Data-driven testing, when implemented, empowers testers to craft efficient and effective test scripts that optimize resource usage and expand test coverage. Selenium WebDriver, being an open-source framework with robust Java support for external-file libraries and inbuilt functions, is an excellent choice for data-driven automation.
To read data from external files, testers can utilize Java libraries like JExcel, Apache POI, or Aspose.cells. Among them, Apache POI is widely used for its versatility in reading various formats such as .xls, .xlsx, .ppt, .doc, .txt, and more. On the other hand, JExcel can handle only .xls files.
Testers often prefer Excel formats due to their ease of use for adding extensive data, extracting data cell-wise or row-wise, and categorizing information based on columns.
To implement data-driven automation with Apache POI, you need to add the POI Jar files to the project. This involves going to the build path, selecting “Configure build path,” adding external JAR files, and searching for the POI jar files to include them.
Understanding parameters such as Excel filename, filepath, sheet name, and permissions is an essential prerequisite before starting the execution of data-driven automation.

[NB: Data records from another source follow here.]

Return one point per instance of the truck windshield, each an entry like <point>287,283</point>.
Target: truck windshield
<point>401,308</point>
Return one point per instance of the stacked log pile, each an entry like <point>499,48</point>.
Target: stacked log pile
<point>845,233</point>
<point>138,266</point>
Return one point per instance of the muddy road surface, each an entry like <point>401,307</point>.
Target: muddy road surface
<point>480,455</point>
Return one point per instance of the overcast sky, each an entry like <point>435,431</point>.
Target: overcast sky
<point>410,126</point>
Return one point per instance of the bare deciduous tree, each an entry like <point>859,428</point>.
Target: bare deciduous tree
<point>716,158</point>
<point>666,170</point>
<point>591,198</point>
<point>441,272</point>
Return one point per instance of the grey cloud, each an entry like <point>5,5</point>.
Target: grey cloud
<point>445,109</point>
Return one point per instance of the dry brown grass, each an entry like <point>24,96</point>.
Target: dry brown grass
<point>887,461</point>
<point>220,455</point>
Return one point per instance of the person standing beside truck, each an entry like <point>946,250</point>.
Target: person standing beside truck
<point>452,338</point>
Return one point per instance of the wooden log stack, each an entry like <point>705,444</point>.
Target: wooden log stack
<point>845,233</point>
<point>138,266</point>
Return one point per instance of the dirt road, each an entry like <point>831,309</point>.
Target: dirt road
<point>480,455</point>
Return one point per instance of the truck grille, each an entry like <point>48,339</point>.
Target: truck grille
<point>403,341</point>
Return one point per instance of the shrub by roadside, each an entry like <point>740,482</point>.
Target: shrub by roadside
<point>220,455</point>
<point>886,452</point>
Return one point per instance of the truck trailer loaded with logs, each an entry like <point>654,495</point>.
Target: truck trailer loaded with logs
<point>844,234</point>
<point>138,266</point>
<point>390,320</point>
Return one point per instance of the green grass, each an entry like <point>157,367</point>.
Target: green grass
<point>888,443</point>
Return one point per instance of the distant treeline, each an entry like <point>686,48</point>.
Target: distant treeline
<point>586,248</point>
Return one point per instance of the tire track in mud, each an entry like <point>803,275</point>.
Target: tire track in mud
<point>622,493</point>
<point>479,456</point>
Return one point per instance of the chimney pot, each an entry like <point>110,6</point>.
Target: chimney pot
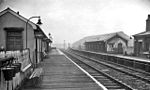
<point>18,12</point>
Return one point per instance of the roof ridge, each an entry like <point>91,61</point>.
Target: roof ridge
<point>8,9</point>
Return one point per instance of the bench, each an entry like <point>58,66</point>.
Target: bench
<point>35,78</point>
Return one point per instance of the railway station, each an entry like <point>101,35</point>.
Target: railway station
<point>36,56</point>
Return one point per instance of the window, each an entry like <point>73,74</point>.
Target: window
<point>14,40</point>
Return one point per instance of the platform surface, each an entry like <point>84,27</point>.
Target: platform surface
<point>61,74</point>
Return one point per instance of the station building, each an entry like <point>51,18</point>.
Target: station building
<point>117,42</point>
<point>142,41</point>
<point>20,34</point>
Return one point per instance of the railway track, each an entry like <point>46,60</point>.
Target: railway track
<point>108,81</point>
<point>133,78</point>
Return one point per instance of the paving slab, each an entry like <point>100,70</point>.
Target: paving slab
<point>61,74</point>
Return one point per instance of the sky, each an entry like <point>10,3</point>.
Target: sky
<point>71,20</point>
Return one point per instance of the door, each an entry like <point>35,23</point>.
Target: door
<point>120,49</point>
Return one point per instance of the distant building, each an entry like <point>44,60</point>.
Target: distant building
<point>117,42</point>
<point>142,41</point>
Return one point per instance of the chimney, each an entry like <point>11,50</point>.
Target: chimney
<point>18,12</point>
<point>148,24</point>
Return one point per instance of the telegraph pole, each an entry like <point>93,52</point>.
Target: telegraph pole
<point>64,44</point>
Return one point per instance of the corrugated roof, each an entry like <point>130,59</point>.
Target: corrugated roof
<point>35,26</point>
<point>102,37</point>
<point>142,33</point>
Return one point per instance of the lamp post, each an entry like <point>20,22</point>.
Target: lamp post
<point>39,23</point>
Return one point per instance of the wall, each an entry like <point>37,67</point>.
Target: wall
<point>9,20</point>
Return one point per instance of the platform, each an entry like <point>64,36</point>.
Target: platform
<point>61,74</point>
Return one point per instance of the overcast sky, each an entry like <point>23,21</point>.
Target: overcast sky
<point>71,20</point>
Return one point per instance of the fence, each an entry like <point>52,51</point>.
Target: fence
<point>7,58</point>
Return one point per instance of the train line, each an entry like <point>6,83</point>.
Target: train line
<point>133,78</point>
<point>108,81</point>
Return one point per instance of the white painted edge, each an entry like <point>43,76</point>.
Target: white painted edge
<point>97,82</point>
<point>23,70</point>
<point>60,52</point>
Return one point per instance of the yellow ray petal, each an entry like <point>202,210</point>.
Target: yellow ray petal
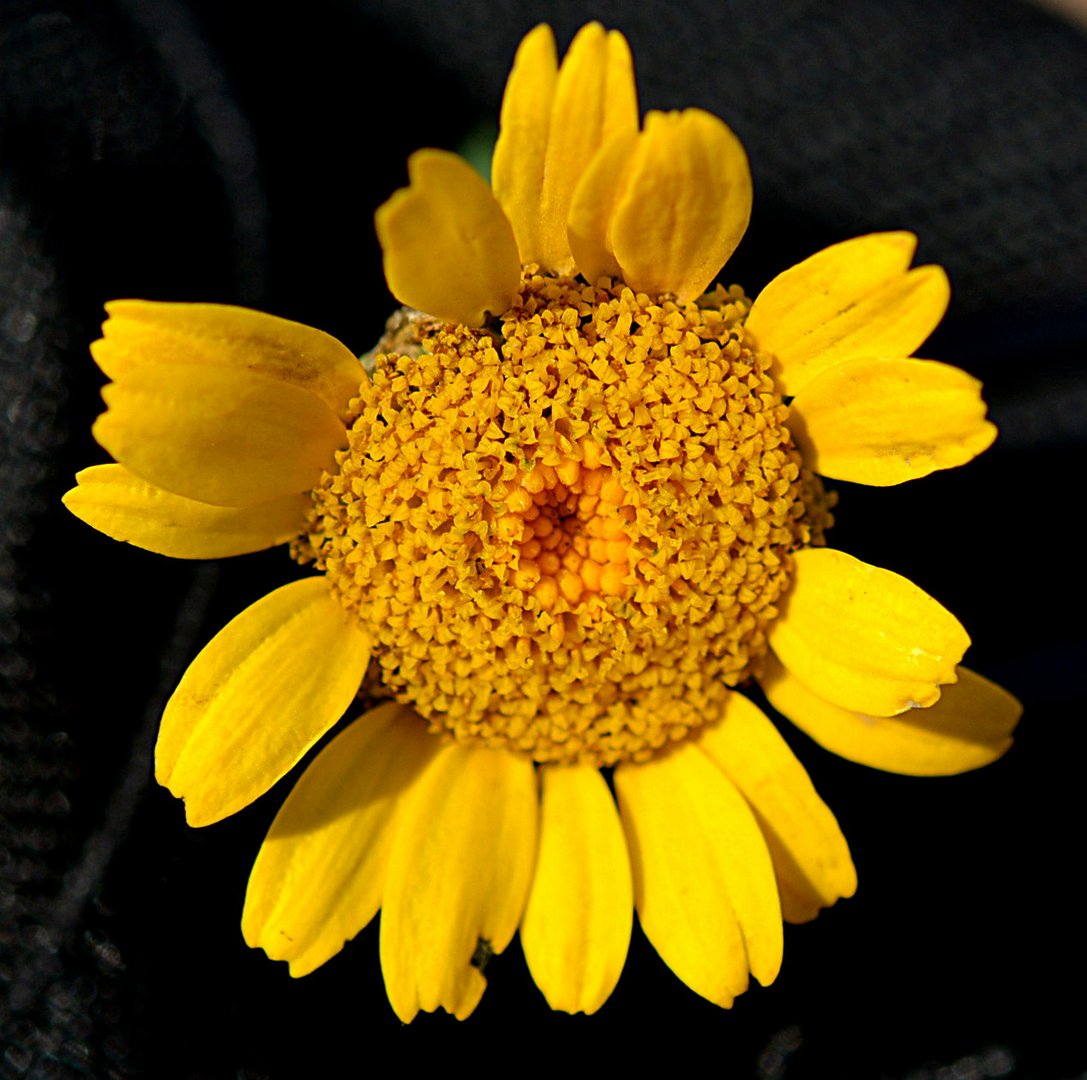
<point>811,857</point>
<point>685,206</point>
<point>320,874</point>
<point>577,922</point>
<point>595,100</point>
<point>448,248</point>
<point>141,333</point>
<point>216,435</point>
<point>262,691</point>
<point>113,501</point>
<point>516,168</point>
<point>864,638</point>
<point>458,875</point>
<point>883,422</point>
<point>854,299</point>
<point>703,882</point>
<point>621,90</point>
<point>594,206</point>
<point>969,727</point>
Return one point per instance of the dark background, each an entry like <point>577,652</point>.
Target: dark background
<point>212,151</point>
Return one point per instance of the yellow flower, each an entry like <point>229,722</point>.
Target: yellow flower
<point>567,518</point>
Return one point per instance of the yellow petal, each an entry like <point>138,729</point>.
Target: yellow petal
<point>577,922</point>
<point>458,876</point>
<point>621,91</point>
<point>685,206</point>
<point>703,882</point>
<point>854,299</point>
<point>594,208</point>
<point>811,857</point>
<point>141,333</point>
<point>516,168</point>
<point>883,422</point>
<point>969,727</point>
<point>216,435</point>
<point>320,874</point>
<point>864,638</point>
<point>113,501</point>
<point>262,691</point>
<point>448,248</point>
<point>595,100</point>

Proper knowledge of the structure of the Excel sheet used for data storage is also crucial for successful implementation.
Advantages of Data-Driven Framework:
- Efficient Regression Testing: The Data-Driven Framework enables testing an application against a vast set of test data during regression testing, ensuring comprehensive coverage.
- External Test Data Management: Test data can be stored externally in a single file, keeping it separate from test scripts, making it easier to manage and modify.
- Test Data Tracking: The framework allows for easy record-keeping of test data inputs and corresponding result outputs for each test scenario.
- Improved Test Efficiency: By executing test scripts against multiple test data sets, the Data-Driven Framework enhances test efficiency and extends test coverage.
- Isolated Changes: Modifications in test scripts do not impact test data, and vice versa, ensuring a clear separation of concerns.
- Reusability: The same test method can be executed multiple times with different test data, eliminating the need to create separate test methods for each data set.
- Accessibility: Non-technical professionals can review and understand external test data without delving into the code, enhancing collaboration.
Disadvantages:
- Time-Consuming Data Processing: Reading and validating large data sets can take time, leading to potential delays in test execution.
- Increased Code Complexity: Integrating Selenium with the Data-Driven Framework may lead to an increase in code volume, making maintenance more challenging.
- Maintenance Effort: Over time, the Data-Driven Framework code may require updates and maintenance to keep it aligned with application changes.
- Technical Skill Requirement: Developing and maintaining the Data-Driven Framework demands a high level of technical expertise, making it less accessible to non-technical team members.
- Multiple Data Files: Creating separate test data files for different test modules can add complexity to the management and organization of test data.
Conclusion
Testing is a critical aspect of the development of high-quality applications. Among various testing approaches, data-driven testing has always been fascinating due to its ability to unleash unlimited creativity and explore vast amounts of information. Businesses should consider adopting data-driven testing through advanced QA and independent software testing services to expedite product releases and enhance overall quality, leading to an improved user experience.
The key takeaway from the provided information is to understand how to harness the full potential of data-driven testing and effectively apply it to elevate the quality of the entire testing process and the final product.